Your concerns are very valid, and understandable scuba, my apologies for reacting to Sestamibi's poor behavior.

I do not think that it will get to that level, NPs vs M.D.s, as far as Primary Care goes. The lawmakers understand this. It is a matter of restructuring the whole system, which will not happen overnight.
The N.P.s are merely 'stopgaps' in order to recalibrate the structure of Health Care, and improve the state of Primary Care. Point being, something has to be done.
It is a very very valid and legitimate concern Scuba. However I think that it is somewhat 'exaggerated' with media hype.
Again, these N.P.s are excellent help, and 'midlevel' providers, but will never have the abilities to practice independently, as Practitioners. This plan, if implemented, of providing Nurse Practitioners to compete with Physicians, will fail miserably.

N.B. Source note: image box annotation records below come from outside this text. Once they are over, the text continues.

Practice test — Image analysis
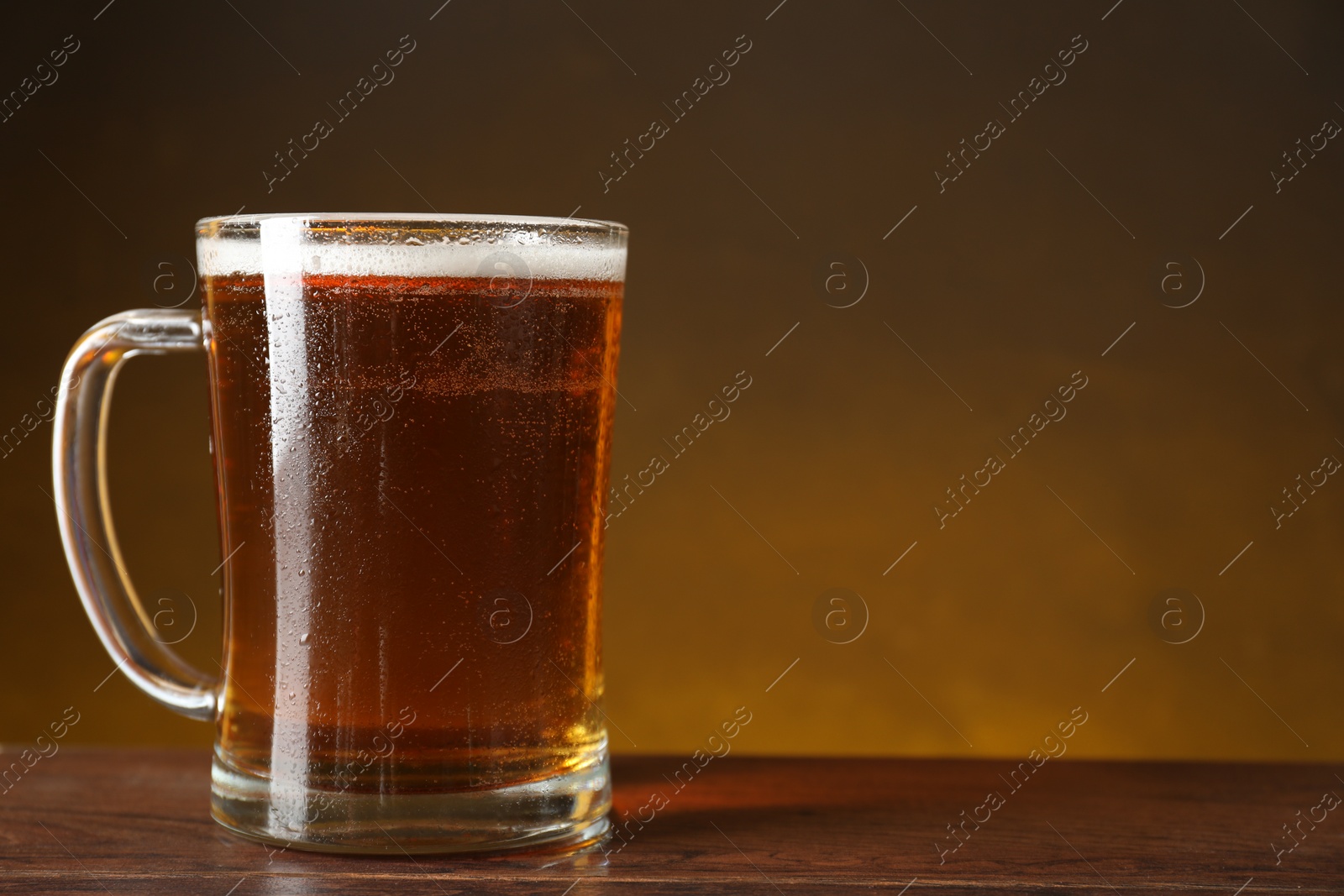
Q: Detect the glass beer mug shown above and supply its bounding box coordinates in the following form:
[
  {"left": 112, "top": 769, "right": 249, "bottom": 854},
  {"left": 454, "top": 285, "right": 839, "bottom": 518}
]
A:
[{"left": 54, "top": 215, "right": 627, "bottom": 853}]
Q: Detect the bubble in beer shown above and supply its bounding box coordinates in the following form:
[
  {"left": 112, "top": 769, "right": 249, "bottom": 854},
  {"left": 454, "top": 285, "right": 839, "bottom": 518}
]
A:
[
  {"left": 475, "top": 250, "right": 533, "bottom": 309},
  {"left": 481, "top": 589, "right": 533, "bottom": 643}
]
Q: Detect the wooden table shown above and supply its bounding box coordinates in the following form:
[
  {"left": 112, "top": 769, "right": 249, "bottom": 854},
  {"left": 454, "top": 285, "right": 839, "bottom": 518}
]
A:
[{"left": 0, "top": 748, "right": 1344, "bottom": 896}]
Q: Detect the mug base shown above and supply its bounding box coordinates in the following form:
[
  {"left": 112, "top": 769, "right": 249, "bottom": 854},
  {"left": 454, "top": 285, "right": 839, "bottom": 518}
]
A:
[{"left": 210, "top": 751, "right": 612, "bottom": 854}]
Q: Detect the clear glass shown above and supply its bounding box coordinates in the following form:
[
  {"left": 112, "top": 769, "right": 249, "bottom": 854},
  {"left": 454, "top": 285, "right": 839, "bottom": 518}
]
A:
[{"left": 47, "top": 215, "right": 627, "bottom": 853}]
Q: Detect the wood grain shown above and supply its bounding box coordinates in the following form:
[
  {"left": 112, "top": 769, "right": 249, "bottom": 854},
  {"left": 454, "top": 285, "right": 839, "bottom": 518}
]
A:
[{"left": 0, "top": 750, "right": 1344, "bottom": 896}]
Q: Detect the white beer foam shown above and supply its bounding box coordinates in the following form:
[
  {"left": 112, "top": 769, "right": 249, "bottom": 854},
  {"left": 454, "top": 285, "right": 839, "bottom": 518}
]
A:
[{"left": 197, "top": 219, "right": 627, "bottom": 280}]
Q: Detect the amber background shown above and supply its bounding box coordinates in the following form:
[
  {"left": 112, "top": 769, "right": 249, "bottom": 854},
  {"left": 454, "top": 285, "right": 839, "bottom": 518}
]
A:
[{"left": 0, "top": 0, "right": 1344, "bottom": 760}]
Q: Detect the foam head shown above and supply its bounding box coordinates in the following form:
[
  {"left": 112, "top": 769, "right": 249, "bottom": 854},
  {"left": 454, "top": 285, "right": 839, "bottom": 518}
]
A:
[{"left": 197, "top": 213, "right": 627, "bottom": 282}]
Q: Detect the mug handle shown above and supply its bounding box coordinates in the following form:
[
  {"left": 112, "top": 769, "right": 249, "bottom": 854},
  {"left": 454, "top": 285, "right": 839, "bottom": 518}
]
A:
[{"left": 51, "top": 309, "right": 219, "bottom": 720}]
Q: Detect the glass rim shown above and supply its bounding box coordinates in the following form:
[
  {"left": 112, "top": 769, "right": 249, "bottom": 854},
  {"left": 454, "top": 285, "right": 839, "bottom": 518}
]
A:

In the meantime, more money into Primary Care is coming. Obviously, this will not have an immediate fix. It will significantly enhance the state of the future, which means boosting Primary Care enrollment.
Unleashing a hoarde of N.P.s to do a Physician's job, would be a disaster. It is not about payment, or compensation, it is about the safety and well being of patients. Liability would skyrocket, and who is going to be responsible for all of these nurses on a supervising basis?
It would be an insane idea.
The N.P. idea, is more of a 'stopgap' idea, kind of like a rest area, on the way to a destination. What is the destination? To improve the state of health care, by boosting Primary Care enrollment. This will require more money into Primary Care, which is the logical thing to do, and is finally happening.
It will be interesting to sit back, and watch how it unveils.
I can inform you what is going on from the Hospitalist perspective. The movement is to weed more N.P.s out of the system, hire more Physicians, and limit current N.P.s scope of practice. I find this a bit unfortunate, as I would love to have more help esp. on nights at times.